La menace de rafles militaires vise à intimider les travailleurs contre les accélérations du rythme de travail, les conditions dangereuses, le vol des salaires et d'autres formes d'exploitation qui alimentent les profits des entreprises. Dans le même temps, le gouvernement et les employeurs se préparent à des mesures plus draconiennes. Les travailleurs doivent être avertis: si le gouvernement peut rafler un lieu de travail et arracher manu militari un travailleur de son lieu de travail pour être un immigrant sans-papier «illégal», il peut faire la même chose aux travailleurs, car ils font des grèves ou des manifestations «illégales» ou distribuent des tracts «illégaux» ou des articles «illégaux» en ligne.
En troisième lieu, les menaces de rafles de masse et les tentatives de blâmer les immigrants pour les conditions des «travailleurs citoyens américains» ont également le but de créer une base fascisante sur laquelle Trump peut compter pour un soutien politique et que les entreprises et les employeurs peuvent déployer pour terroriser et contrôler les travailleurs engagés dans des grèves et des manifestations.
L'escalade des attaques brutales de Trump contre les immigrants a coïncidé avec la croissance des grèves plus tôt ce printemps.
C'est au début du mois de mai, alors que les grèves et les protestations se propageaient en Caroline du Nord, en Virginie et au Colorado, que Trump a appliqué sa politique de «tolérance zéro» pour séparer les enfants immigrants de leurs parents et les détenir dans des établissements séparés.

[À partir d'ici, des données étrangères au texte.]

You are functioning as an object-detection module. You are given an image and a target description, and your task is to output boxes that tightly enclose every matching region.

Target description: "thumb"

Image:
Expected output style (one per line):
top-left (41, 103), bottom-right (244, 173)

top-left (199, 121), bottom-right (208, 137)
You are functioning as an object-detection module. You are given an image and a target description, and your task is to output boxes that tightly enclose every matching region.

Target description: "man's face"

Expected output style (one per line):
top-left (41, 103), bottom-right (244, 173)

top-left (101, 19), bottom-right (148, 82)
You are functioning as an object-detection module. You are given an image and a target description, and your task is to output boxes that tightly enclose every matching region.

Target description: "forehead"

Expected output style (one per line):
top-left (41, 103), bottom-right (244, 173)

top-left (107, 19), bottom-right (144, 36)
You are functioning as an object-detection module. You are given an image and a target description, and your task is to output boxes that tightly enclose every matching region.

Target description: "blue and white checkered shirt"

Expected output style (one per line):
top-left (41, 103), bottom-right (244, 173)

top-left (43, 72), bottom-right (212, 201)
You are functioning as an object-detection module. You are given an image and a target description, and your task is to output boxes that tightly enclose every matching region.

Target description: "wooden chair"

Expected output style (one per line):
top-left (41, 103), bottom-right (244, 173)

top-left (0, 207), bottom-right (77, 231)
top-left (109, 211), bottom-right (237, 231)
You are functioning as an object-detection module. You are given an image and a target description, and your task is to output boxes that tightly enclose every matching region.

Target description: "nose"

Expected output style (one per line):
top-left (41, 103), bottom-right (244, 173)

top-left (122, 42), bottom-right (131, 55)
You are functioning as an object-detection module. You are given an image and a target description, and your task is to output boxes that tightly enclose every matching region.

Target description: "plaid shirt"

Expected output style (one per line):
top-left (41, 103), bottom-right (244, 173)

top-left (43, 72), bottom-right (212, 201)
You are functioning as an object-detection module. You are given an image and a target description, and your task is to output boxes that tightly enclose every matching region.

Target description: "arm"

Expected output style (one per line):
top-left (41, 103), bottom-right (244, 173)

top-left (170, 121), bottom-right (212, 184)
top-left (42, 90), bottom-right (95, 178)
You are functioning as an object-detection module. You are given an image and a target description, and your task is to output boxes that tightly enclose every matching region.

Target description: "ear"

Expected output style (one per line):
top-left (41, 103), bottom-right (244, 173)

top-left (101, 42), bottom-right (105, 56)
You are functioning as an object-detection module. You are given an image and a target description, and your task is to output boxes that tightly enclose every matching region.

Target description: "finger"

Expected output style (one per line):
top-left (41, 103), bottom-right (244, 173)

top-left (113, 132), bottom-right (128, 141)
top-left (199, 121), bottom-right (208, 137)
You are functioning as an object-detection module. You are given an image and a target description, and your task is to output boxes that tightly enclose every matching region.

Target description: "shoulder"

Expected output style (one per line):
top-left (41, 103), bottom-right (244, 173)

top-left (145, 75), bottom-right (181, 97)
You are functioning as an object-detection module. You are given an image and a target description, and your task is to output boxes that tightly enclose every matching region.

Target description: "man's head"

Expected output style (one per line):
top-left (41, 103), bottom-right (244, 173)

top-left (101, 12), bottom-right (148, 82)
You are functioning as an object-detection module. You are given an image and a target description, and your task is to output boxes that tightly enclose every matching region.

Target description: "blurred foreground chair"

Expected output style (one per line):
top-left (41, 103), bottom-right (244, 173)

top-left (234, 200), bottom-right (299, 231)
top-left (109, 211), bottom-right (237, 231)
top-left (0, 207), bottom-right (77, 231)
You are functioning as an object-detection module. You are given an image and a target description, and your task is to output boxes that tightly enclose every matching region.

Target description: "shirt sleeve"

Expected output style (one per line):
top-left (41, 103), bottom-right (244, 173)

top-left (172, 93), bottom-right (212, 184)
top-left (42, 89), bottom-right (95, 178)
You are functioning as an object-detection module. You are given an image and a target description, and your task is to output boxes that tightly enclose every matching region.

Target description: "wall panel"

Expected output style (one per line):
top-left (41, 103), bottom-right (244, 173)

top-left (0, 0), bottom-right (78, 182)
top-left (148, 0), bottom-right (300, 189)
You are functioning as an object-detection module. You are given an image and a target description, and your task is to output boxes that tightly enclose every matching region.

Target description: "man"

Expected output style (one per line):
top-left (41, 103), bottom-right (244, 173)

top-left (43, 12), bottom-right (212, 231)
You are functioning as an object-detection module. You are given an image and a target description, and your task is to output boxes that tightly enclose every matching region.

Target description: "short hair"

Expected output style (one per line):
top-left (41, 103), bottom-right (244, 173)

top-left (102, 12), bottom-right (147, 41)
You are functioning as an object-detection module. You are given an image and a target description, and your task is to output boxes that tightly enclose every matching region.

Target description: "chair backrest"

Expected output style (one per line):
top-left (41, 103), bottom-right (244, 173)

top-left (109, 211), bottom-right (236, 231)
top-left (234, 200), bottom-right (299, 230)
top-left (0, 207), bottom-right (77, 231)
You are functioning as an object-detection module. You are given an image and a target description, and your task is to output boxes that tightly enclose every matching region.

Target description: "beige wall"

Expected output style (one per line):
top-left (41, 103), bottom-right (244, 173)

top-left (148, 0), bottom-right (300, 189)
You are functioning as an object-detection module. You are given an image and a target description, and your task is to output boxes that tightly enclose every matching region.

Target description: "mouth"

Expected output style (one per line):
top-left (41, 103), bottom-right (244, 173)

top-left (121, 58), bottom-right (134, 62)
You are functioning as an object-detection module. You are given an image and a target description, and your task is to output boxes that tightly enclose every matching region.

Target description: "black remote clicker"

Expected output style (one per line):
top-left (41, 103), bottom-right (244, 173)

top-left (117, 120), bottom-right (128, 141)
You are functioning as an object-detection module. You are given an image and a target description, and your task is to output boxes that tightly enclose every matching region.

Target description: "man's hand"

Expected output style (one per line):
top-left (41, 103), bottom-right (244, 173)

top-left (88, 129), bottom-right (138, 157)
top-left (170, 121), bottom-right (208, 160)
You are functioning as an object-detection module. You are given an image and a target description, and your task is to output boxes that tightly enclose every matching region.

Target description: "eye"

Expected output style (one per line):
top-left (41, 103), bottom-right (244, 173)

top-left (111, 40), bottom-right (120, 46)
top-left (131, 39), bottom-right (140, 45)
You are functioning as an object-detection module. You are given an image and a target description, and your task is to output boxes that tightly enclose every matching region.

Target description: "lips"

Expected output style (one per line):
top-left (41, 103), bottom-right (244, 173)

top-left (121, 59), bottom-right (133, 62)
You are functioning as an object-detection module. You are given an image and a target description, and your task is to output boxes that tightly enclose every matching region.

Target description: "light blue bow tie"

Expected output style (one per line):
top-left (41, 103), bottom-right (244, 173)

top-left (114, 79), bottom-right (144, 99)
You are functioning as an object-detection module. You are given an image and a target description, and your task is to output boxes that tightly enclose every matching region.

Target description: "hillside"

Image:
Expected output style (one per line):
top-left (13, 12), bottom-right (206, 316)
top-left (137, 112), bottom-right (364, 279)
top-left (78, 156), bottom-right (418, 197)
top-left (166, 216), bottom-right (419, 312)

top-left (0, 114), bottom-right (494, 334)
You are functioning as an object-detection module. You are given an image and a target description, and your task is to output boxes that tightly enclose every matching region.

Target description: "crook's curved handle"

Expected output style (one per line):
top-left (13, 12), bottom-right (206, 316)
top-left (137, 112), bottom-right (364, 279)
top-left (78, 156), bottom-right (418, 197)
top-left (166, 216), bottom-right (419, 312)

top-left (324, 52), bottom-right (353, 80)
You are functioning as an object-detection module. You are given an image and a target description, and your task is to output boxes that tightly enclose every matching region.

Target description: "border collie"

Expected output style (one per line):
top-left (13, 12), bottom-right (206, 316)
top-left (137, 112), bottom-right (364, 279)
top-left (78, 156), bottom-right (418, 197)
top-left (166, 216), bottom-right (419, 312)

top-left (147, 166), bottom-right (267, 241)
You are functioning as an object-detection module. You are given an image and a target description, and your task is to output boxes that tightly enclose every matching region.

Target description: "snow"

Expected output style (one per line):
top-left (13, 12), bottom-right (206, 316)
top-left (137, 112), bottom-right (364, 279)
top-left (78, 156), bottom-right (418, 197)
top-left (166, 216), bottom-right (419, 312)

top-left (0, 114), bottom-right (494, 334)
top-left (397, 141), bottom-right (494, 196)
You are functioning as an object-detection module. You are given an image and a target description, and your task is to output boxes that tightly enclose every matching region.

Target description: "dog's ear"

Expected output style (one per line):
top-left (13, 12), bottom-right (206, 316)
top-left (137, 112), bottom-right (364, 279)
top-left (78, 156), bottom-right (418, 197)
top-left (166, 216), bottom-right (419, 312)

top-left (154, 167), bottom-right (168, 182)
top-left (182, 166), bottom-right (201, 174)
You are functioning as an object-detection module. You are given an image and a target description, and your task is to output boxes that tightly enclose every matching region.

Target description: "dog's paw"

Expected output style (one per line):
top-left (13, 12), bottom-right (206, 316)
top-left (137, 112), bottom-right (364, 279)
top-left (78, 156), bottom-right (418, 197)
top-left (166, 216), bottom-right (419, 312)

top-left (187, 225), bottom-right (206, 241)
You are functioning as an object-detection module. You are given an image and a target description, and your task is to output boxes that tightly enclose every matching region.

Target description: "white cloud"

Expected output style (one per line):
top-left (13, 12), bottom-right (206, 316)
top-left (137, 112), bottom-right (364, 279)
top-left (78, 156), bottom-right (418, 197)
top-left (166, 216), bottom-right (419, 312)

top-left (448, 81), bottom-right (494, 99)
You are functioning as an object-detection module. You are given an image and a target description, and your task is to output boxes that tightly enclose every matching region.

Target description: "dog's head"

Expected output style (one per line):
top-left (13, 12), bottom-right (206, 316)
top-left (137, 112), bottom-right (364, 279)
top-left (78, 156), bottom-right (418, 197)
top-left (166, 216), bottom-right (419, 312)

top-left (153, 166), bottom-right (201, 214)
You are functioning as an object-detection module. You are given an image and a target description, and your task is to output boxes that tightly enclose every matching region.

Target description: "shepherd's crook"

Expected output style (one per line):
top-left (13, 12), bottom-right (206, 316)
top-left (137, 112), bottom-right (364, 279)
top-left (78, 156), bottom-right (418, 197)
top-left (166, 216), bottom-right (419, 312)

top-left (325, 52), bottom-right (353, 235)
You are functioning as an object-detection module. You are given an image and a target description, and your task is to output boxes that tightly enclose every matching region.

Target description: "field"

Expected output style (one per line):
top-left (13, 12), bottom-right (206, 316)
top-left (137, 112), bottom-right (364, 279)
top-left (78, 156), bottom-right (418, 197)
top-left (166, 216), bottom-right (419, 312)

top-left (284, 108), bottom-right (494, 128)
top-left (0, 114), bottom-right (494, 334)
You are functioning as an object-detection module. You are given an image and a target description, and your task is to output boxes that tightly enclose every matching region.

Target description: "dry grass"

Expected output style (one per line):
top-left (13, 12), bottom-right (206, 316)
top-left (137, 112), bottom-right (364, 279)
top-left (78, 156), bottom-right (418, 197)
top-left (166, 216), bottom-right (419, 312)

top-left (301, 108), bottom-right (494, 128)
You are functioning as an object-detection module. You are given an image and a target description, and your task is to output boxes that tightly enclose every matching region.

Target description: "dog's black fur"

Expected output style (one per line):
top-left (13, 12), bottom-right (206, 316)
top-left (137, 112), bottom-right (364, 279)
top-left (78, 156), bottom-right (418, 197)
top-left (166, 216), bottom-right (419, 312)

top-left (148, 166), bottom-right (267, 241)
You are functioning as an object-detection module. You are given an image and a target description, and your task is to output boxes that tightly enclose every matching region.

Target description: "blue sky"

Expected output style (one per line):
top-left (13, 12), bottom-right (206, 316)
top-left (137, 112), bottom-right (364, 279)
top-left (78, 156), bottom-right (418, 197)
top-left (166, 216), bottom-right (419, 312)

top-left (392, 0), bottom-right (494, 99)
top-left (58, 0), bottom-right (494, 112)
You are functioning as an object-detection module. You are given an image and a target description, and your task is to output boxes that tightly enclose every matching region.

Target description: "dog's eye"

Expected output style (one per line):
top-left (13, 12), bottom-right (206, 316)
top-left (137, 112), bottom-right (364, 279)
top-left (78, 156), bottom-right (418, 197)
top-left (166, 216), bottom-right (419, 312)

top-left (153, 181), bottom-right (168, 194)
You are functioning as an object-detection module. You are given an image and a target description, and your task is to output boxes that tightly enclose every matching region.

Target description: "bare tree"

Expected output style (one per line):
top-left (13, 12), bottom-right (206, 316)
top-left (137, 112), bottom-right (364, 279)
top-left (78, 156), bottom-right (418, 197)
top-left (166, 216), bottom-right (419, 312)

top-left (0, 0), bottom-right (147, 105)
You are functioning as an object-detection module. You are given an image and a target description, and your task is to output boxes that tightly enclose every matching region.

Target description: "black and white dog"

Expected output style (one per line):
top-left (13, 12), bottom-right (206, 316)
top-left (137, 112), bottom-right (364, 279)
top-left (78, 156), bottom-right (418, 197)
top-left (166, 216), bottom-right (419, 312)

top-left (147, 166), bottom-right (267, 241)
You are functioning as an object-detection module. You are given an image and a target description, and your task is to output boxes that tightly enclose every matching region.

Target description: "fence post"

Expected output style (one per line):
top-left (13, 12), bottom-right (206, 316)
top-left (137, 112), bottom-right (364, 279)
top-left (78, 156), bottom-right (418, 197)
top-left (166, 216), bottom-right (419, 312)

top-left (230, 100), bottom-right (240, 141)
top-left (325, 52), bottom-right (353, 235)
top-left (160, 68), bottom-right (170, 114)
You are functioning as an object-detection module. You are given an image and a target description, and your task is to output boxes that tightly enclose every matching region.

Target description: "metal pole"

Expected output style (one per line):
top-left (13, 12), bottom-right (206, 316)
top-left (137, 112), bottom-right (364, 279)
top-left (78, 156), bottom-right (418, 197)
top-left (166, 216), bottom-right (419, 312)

Depuis, Trump a bafoué l'ordre du tribunal qui a requis qu'il libère les enfants et fait face à la date limite de jeudi l'obligeant à les réunir avec leurs parents.
Près de 500 parents ont déjà été expulsés, dont beaucoup ne verront probablement plus jamais leurs enfants.
Les syndicats agiront en tant que partenaires volontaires pour aider à militariser les lieux de travail américains. Dans les dernières décennies, le gouvernement a expulsé 5 millions de personnes, dont la plupart étaient des travailleurs et dont beaucoup étaient syndiqués. Les syndicats ont refusé d'appeler à une seule grève importante, mais par contre empoisonnent les travailleurs avec le nationalisme américain en blâmant les travailleurs en Chine et au Mexique pour l'externalisation des entreprises et la baisse des salaires.
Les démocrates n'ont rien dit à propos des rafles en milieu de travail d'immigrés de Trump. Alors même que la Maison-Blanche annonçait mercredi qu'elle avait expulsé plus de 460 parents de familles séparées, les démocrates ont concentré tous leurs efforts sur leur campagne droitière pour condamner Trump comme un traître pour ne pas faire face à la Russie sur le plan militaire. La campagne, loin d'unir les travailleurs contre l'administration Trump, ne vise qu'à promouvoir le nationalisme et le chauvinisme anti-russe.
Les travailleurs doivent rejeter la stratégie bipartite d'attaque sur les droits démocratiques et la position sociale de la classe ouvrière, qui vise à diviser pour mieux régner. En préparation de la lutte contre le gouvernement et les entreprises, l'unité de la classe ouvrière, indépendamment de la citoyenneté ou de l'origine nationale, est une question de vie ou de mort.